Minnesota Capitol reopens, public kept in the dark on budget negotiations

The Minnesota State Capitol opened to the public Thursday for the first time in more than 400 days, but there wasn't much legislative activity to see.

The state's $52 billion budget is unfinished ahead of a special session that Gov. Tim Walz plans to call Monday and a June 30 deadline to avoid a government shutdown. There were no public budget negotiations Thursday, and none are scheduled for Friday. Instead, Walz said he's meeting with agency commissioners and top lawmakers over video conferences to resolve sticking points.

Money isn't the issue: the state is flush with cash, as tax collections come in $1.8 billion above expectations in May and the state is getting $2.8 billion in federal stimulus money. Significant disagreements remain over several policy issues, including police changes and the state's eviction moratorium.

"I don’t think, for whatever reason, folks have come to that conclusion that they’re not going to get everything they want," Walz told reporters. "They’re going to have to compromise to get there."

The higher education and commerce budgets are the only ones that lawmakers say are resolved. Committee chairs appear much further apart on public safety, K-12 education, state government, health, and transportation, prompting the private video conferences starting Thursday afternoon.

House Speaker Melissa Hortman and Senate Majority Leader Paul Gazelka have consistently said that lawmakers will avoid a July 1 government shutdown by passing a budget. House GOP Leader Kurt Daudt said this week that the debate may go down to the wire.

"I think we're a long ways apart," said Daudt, R-Crown, who can lengthen the special session by not agreeing to a legislative procedure to speed up votes. "I have been telling people to plan on being in session from June 14 to July 1 at least. Who knows? It could go longer than that."

The Capitol's reopening did little to speed negotiations along because few lawmakers were even in the building. All committee rooms were locked in the Capitol.

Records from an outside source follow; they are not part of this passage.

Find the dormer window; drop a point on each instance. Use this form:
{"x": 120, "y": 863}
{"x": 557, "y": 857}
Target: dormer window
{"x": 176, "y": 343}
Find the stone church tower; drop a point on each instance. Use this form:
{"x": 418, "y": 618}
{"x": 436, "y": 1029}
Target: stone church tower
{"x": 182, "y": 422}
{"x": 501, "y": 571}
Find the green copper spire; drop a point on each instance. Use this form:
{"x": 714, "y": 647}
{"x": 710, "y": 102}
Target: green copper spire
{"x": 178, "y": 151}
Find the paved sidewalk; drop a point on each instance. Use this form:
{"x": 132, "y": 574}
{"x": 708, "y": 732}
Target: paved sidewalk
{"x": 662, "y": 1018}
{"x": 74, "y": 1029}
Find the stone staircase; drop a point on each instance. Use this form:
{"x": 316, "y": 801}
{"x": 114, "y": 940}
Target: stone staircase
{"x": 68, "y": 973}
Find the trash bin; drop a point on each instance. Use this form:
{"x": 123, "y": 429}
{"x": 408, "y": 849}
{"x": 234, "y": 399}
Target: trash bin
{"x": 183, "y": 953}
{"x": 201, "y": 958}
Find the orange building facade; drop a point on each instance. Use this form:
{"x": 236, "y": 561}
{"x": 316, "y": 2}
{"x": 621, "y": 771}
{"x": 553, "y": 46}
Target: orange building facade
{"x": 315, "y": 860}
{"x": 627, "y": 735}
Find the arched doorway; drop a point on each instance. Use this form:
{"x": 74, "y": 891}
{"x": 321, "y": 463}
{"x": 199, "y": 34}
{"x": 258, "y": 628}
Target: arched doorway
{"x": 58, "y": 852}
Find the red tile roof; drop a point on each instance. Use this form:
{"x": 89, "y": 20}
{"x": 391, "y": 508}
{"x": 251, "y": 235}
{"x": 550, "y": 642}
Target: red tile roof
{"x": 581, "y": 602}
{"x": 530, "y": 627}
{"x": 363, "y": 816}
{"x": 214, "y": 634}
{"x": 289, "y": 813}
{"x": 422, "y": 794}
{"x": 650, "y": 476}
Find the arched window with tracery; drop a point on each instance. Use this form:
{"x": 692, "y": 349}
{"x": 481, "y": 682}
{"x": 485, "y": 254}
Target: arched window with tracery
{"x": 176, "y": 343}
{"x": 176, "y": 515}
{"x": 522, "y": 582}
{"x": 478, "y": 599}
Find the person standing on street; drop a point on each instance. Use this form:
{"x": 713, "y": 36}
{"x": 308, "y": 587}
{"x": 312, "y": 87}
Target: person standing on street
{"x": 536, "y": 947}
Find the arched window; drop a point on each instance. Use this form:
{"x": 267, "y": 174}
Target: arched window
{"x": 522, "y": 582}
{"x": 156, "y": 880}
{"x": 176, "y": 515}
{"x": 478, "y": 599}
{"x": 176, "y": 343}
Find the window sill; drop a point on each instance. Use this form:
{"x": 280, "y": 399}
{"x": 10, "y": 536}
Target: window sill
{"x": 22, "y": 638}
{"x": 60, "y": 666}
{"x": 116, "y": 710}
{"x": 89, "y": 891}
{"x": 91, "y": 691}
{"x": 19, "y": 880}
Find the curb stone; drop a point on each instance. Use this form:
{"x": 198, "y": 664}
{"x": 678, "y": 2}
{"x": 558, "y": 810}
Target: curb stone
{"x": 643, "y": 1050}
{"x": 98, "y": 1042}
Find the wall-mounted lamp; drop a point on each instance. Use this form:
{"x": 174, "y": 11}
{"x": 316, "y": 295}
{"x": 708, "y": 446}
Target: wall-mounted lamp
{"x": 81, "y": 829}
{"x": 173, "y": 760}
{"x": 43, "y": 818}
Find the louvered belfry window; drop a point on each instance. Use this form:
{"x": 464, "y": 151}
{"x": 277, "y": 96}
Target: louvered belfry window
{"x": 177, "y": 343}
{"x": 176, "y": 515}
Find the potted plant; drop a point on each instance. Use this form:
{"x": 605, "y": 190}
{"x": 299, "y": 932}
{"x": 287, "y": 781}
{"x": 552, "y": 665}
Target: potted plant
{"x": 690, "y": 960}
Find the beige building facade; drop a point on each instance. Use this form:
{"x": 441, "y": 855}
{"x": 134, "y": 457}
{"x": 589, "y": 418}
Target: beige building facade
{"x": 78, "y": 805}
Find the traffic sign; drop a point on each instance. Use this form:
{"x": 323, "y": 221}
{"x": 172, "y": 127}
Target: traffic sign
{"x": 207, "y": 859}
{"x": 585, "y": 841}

The reopening adds a wrinkle into the special session because activists can put in-person pressure on lawmakers for the first time since before the COVID-19 pandemic. School voucher advocates crowded around Walz for a news conference adjacent to the Capitol rotunda Thursday afternoon, prompting the governor's team to move a makeshift podium so activists wouldn't be directly behind him.

"What are you afraid of?" one called out.

Walz said he was optimistic that the divided Legislature would pass budget bills next week, several days before the June 30 deadline, if lawmakers jettison controversial policy requests.

"There’s no excuse not to do it. We are now down to the end of the wire. You want a whole bunch of things done on this. It isn’t going to happen," Walz said.

Walz himself has held several news conferences pressing lawmakers to pass tougher police oversight measures, many of which Senate Republicans oppose. But he has ditched his pursuit of tax increases on wealthy Minnesotans and corporations after Republicans vowed to block them.

The governor said he would issue another 30-day extension of his COVID-19 peacetime emergency on Monday and said it would likely be one of the last times he would do so. The issue has been highly charged, with the GOP-controlled Senate voting several times to end Walz's powers. The DFL-led House has never voted to end the emergency.